27 people dead. Most of which were children. They were more than just some random kids on a TV screen. They were more than a tragedy. I felt a surge throughout my entire body. I felt disgusted. I wanted to puke. I felt pain that I have never imagined on my worst enemy. I felt confusion. I wanted to know why. Why would anyone do this?

That could have been me. That could have been my child. That could have been her school, her teachers, her peers.  Those children were so innocent. I cannot imagine anybody doing what he did today. When I think about it I cannot help but cry. To think that those children were alone and scared. Then he just killed them. I am forever changed. I am covered in tears as I write this. I just cannot believe that this happened.

I want to express my deepest apologies to the victims families. If that were my daughter I would die.
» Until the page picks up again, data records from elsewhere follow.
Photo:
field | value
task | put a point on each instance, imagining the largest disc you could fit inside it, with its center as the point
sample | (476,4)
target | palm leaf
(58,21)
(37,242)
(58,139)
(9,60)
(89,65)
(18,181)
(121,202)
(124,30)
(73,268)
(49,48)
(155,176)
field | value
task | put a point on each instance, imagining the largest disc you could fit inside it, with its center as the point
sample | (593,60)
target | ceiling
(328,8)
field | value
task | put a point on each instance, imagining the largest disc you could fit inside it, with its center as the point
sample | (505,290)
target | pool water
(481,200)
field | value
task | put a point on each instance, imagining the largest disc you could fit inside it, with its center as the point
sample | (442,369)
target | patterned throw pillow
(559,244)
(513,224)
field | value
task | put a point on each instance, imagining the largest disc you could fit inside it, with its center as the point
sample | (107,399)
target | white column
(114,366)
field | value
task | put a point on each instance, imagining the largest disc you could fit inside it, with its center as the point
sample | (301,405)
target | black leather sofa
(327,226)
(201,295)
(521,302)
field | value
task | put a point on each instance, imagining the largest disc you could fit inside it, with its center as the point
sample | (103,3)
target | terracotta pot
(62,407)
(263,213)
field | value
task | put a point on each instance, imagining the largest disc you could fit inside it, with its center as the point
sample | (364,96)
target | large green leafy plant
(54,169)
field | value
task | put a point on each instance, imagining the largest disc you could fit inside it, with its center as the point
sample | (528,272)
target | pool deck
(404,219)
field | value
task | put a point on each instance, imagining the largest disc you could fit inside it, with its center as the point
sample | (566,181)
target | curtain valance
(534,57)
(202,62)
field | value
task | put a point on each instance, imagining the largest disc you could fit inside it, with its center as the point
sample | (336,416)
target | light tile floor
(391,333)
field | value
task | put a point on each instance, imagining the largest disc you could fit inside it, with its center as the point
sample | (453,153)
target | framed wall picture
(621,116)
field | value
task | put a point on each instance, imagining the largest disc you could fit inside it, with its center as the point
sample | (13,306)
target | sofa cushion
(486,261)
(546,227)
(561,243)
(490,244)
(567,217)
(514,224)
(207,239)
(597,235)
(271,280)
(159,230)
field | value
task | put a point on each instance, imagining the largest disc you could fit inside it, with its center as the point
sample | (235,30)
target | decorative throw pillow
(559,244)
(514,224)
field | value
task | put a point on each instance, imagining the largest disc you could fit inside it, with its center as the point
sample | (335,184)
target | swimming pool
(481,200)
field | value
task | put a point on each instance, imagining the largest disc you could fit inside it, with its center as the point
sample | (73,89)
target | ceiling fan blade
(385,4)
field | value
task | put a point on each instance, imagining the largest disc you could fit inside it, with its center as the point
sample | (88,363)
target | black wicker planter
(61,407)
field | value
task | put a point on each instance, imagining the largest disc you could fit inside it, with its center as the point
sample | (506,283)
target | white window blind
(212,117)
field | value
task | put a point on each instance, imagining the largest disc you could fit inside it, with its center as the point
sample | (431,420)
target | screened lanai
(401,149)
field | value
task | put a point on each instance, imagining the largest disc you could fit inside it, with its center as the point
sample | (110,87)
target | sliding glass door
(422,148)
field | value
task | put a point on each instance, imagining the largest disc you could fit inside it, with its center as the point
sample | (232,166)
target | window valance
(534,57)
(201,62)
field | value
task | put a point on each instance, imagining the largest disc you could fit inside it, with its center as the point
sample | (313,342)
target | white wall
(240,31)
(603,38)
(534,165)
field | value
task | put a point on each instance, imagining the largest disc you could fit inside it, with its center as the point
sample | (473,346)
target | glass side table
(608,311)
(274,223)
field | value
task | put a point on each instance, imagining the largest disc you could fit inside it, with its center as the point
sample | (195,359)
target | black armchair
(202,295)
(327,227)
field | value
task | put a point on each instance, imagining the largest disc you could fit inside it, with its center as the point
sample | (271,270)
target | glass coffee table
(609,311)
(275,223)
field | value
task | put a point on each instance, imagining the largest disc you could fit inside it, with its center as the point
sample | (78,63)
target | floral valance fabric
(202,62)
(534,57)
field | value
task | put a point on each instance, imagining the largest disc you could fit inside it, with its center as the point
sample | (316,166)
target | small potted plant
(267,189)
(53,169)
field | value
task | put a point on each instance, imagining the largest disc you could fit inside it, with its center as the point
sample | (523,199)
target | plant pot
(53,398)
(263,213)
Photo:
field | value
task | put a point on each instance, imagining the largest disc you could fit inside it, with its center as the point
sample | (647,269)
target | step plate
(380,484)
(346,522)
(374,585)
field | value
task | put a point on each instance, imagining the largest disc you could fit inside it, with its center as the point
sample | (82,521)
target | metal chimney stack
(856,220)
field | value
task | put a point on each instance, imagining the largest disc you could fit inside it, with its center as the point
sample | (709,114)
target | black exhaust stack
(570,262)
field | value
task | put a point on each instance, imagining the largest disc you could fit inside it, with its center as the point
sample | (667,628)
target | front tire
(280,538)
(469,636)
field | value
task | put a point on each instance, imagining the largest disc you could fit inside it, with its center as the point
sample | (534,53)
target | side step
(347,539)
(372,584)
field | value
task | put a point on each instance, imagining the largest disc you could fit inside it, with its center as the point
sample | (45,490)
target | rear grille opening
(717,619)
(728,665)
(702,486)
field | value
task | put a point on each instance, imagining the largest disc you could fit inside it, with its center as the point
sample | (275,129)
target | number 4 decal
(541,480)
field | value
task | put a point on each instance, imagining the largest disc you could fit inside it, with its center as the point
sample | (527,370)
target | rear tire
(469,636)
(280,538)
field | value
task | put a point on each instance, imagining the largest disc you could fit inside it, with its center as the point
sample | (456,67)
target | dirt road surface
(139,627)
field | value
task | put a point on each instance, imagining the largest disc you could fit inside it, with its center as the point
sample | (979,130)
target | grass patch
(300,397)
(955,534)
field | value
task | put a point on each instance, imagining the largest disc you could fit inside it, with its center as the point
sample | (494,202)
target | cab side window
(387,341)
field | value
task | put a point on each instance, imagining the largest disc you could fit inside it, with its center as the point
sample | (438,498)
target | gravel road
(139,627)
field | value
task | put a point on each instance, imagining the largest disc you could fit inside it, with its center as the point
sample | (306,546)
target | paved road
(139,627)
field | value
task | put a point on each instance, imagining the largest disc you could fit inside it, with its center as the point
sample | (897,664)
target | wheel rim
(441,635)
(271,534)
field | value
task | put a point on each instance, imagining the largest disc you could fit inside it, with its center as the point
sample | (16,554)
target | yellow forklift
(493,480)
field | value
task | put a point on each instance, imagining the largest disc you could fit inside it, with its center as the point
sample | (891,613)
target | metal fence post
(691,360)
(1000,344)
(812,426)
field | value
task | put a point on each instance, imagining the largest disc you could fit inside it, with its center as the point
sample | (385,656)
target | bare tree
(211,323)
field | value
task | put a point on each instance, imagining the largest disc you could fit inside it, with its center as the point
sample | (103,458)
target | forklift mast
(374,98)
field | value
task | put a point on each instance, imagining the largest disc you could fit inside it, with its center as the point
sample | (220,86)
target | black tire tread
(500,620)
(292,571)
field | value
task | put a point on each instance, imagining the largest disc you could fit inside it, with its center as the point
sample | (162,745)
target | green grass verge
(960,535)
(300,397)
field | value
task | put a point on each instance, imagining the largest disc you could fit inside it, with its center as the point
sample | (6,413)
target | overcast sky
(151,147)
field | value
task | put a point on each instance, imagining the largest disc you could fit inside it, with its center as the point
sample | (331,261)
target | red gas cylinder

The world would turn upside down. I can not imagine that kind of hurt. I am so sorry that someone did this to you and your baby. I am not religious by any means, but I know that this has to have some meaning. This has to change things. These innocent 5 year old beautiful children did not die in vain. It is moments like this were humanity has failed us. This should not have happened.

Today was a rainy day in Oklahoma. We flew our flags at half staff for all of the newest angels. The sky filled with puffy dark grey clouds. I said to myself "God is crying".
I am very emotional and this is the most sickening thing I have ever heard of in my entire life. I wish that people would see and feel the ripple effect of their actions. Every parent in America cried today. We all felt the sense of our babies fading away.

I held my daughter very tight. I explained to her that many children her age were no longer gracing us with their presents. I made her realize that she is lucky. She is lucky in so many ways. Today time stood still.

I will always carry you beautiful children in my soul. I will never let anybody forget about you. Today was an accident and you were meant for more.